Bu Nia selalu menggerakkan rekan-rekan guru sejawatnya untuk melakukan perubahan-perubahan kecil yang lebih baik setiap harinya. Terutama dalam mengembangkan potensi murid melalui kegiatan belajar di sekolah. Dalam menggerakkan rekan guru, Bu Nia tidak hanya berteori saja. Namun beliau selalu melakukan melakukan aksi-aksi nyata yang berdampak.
Apakah mudah menggerakkan rekan guru sejawat untuk melakukan perubahan? Tidak kawan.
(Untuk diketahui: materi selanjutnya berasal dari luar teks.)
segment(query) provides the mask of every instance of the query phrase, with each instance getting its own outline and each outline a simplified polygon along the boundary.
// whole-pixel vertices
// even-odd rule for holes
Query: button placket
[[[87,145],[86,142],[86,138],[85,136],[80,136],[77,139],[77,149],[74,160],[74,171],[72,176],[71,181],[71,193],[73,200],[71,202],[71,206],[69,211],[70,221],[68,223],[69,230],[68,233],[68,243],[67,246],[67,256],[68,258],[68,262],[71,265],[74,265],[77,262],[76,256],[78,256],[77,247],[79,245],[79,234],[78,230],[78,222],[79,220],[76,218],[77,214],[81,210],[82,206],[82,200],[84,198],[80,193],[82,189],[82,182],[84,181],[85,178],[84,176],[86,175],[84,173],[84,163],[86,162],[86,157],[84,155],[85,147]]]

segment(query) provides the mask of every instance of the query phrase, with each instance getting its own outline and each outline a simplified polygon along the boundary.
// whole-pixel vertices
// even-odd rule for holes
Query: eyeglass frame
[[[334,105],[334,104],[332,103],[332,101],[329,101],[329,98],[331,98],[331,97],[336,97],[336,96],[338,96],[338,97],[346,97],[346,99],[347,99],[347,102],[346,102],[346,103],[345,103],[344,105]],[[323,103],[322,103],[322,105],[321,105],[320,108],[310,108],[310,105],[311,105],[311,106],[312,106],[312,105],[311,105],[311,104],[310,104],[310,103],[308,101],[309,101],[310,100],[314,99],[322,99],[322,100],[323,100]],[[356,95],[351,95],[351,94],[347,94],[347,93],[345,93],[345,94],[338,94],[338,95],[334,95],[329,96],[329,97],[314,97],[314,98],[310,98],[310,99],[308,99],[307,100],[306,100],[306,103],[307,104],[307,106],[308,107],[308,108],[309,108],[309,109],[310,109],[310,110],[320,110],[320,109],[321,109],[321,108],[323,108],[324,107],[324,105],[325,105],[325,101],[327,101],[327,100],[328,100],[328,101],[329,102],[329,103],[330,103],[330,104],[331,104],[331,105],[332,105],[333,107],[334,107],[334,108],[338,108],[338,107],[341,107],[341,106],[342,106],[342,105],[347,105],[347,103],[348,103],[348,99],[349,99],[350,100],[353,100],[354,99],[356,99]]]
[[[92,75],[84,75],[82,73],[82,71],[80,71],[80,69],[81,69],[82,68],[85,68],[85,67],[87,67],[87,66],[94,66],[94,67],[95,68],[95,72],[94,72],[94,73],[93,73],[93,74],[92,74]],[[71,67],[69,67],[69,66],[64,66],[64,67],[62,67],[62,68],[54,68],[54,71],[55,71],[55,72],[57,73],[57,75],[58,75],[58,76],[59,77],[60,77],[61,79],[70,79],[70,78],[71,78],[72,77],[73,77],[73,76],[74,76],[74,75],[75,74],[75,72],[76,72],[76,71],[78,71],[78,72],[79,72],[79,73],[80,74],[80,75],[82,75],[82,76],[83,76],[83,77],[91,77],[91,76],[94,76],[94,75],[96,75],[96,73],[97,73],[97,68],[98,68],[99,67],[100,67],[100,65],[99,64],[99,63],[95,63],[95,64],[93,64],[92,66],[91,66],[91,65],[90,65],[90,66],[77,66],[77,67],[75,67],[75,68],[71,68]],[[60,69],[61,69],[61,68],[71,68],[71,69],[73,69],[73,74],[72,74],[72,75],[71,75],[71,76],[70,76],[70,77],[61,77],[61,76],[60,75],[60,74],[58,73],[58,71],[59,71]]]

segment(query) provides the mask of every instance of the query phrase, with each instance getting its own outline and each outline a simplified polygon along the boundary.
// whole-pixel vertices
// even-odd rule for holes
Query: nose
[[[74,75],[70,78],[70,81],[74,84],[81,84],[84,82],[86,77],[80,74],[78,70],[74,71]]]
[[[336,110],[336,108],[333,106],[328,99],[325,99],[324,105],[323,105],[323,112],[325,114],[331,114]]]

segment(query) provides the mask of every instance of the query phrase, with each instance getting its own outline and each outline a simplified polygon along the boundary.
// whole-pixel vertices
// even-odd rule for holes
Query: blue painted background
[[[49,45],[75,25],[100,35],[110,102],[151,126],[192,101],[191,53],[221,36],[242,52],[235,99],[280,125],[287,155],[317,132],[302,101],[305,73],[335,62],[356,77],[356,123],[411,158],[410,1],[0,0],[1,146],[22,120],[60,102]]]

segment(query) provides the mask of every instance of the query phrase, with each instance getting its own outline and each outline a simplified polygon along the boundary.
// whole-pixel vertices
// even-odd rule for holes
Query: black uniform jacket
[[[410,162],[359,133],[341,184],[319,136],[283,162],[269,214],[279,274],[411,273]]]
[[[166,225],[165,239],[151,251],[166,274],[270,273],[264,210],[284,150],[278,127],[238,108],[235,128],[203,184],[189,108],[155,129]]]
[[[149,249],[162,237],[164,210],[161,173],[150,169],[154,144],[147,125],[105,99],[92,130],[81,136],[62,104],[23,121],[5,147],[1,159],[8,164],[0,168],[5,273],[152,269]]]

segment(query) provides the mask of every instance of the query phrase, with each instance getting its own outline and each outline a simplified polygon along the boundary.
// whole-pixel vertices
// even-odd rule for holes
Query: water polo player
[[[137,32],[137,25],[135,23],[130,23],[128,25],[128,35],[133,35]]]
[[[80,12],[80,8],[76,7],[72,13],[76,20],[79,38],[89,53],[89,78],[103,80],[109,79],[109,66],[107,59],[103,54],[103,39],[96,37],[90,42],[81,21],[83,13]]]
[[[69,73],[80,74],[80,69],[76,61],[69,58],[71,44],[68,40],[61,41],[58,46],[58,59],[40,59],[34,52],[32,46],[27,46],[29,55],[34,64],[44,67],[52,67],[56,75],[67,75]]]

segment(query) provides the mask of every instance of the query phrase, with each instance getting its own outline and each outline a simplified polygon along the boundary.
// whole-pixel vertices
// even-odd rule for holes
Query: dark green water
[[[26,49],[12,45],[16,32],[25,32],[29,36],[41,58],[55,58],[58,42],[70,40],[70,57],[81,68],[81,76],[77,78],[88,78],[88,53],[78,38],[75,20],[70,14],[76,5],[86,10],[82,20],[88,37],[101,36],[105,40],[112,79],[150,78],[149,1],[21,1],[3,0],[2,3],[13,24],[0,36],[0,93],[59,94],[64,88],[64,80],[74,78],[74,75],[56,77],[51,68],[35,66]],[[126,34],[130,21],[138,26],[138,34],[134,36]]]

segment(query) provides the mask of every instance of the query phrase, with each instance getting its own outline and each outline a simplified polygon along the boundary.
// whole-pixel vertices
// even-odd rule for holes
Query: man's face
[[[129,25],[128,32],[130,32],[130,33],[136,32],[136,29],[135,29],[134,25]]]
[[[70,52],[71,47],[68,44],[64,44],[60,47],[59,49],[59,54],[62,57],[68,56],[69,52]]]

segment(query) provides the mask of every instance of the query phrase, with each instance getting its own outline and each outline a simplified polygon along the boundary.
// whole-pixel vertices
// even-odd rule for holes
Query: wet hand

Menggerakkan orang dewasa meskipun seprofesi tidak semudah menggerakkan anak-anak atau murid. Bu Nia perlu memiliki kemampuan yang baik tentang management sumber daya manusia. Selain itu beliau juga perlu menunjukkan karya nyata atau ide spektakulernya untuk membuat orang lain merasa tidak nyaman jika tidak mengikuti apa-apa yang sedang digerakkan oleh beliau.
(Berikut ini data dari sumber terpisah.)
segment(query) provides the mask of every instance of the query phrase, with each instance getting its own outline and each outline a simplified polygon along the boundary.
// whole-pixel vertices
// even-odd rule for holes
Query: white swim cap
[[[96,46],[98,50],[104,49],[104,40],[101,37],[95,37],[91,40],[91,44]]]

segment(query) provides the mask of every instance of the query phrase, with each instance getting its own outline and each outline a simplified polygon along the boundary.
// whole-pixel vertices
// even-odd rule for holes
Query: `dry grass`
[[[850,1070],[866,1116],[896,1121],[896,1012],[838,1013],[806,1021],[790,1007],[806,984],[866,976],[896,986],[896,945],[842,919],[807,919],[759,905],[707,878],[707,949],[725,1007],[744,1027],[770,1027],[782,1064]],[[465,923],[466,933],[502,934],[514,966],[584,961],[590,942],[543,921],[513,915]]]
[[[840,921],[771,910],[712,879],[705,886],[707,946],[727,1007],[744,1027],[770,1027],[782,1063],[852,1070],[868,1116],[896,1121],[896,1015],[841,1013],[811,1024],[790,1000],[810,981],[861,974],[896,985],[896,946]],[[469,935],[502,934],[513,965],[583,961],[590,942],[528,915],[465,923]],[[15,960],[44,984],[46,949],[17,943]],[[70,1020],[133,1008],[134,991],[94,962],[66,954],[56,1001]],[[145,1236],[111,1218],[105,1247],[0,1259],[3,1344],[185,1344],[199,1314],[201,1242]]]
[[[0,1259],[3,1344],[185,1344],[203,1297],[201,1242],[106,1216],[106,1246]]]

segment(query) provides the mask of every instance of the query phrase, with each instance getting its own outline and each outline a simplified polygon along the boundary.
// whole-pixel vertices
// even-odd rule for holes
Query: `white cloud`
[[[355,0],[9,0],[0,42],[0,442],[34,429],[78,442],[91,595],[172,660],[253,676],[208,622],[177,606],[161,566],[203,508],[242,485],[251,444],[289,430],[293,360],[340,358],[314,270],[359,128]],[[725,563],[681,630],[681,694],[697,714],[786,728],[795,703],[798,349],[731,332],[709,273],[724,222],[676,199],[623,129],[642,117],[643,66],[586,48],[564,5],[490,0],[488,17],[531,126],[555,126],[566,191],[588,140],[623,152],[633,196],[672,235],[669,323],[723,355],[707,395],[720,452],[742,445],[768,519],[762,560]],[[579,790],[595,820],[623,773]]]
Bu Nia bukan sosok ‘Jarkoni’ iso ngajar ora iso nglakoni ( bisa mengajar atau menyampaikan namun tidak bisa mempraktikkan) sebelum menggerakkan rekan gurunya, beliau dulu yang memulainya. Beliau mulai dari hal kecil yang mendasar yang berdampak besar.
Jika kalian berkecimpung di dunia pendidikan, pasti kalian tidak asing dengan rencana pelaksanaan pembelajaran atau biasa disebut dengan RPP. Dari zaman saya kuliah S1,sampai S2 belum pernah rasanya diperlihatkan seperti apa sih RPP yang ideal itu.
Meski pada dasarnya tidak ada patokan idealnya, namun Bu Nia Sang Guru yang luar biasa ini kembali membuat semua orang berdecak kagum. Ide briliannya sangat memukau. Beliau mampu menuangkan RPP dalam satu lembar dengan komponen-komponen yang ringkas namun efektif.
Saat itu memang sedang hangat-hangatnya pembahasan konsep kurikulum merdeka belajar yang digagas oleh Nadiem Makarim sebagai MendikBud. Salah satu dampak dari konsep kurikulun merdeka adalah penyederhanaan RPP, yang awalnya belasan bahkan puluhan lembar diringkas menjadi 1 halaman.
Pro dan kontra tentang RPP satu halaman terjadi di mana-mana. “He, bagaimana mungkin?”. Biasanya Rpp halamannya banyak, isinya rigid dan detail. Kok bisa Cuma satu halaman? Contohnya seperti apa juga belum jelas. Diberbagai tempat dan kesempatan, saya dan para guru yang lain sibuk membicarakan RPP satu lembar. Di kantor guru, di kelas, bahkan di kedai kopi sekalipun, bicara tentang RPP satu halaman. Bahkan guru-guru Se Indonesia juga membicarakan tentang hal serupa.
Yah itulah bedanya, kami sibuk bicara hujat sana hujat sini. Namun beliau sibuk bekerja dan melakukan perubahan hingga menghasilkan sesuatu yang mungkin belum terpikirkan oleh orang lain.
Rancangan RPP beliau membuat rekan guru sejawat menjadi bungkam. Saat dipresentasikan di depan pengawas, RPP made in Bu Nia dianggap sangat menginspirasi. Sehingga layak dijadikan contoh dan acuan bagi sekolah-sekolah lain. Bahkan menurut Ibu Pengawas, tidak berlebihan jika suatu saat beliau diundang di acara televisi sebagai penemu komponen RPP satu lembar yang paling efektif.
Ibu pengawas sekolah kami menjadikan Rpp made in Bu Nia ke sekolah-sekolah binaan beliau. Bahkan dibawa juga ke kementrian pendidikan. Nah hal-hal seperti ini nih, yang luput dari media untuk menyiarkan atau mempublish sesuatu yang berasal dari guru kota.
Sehingga sosok inspirasi seorang guru, tetap dipegang oleh guru honorer atau guru yang mengabdikan dirinya di daerah terpencil. Padahal untuk menghasilkan ide-ide atau pemikiran-pemikran yang spektakuler memerlukan kerja keras dan pengetahuan yang mumpuni.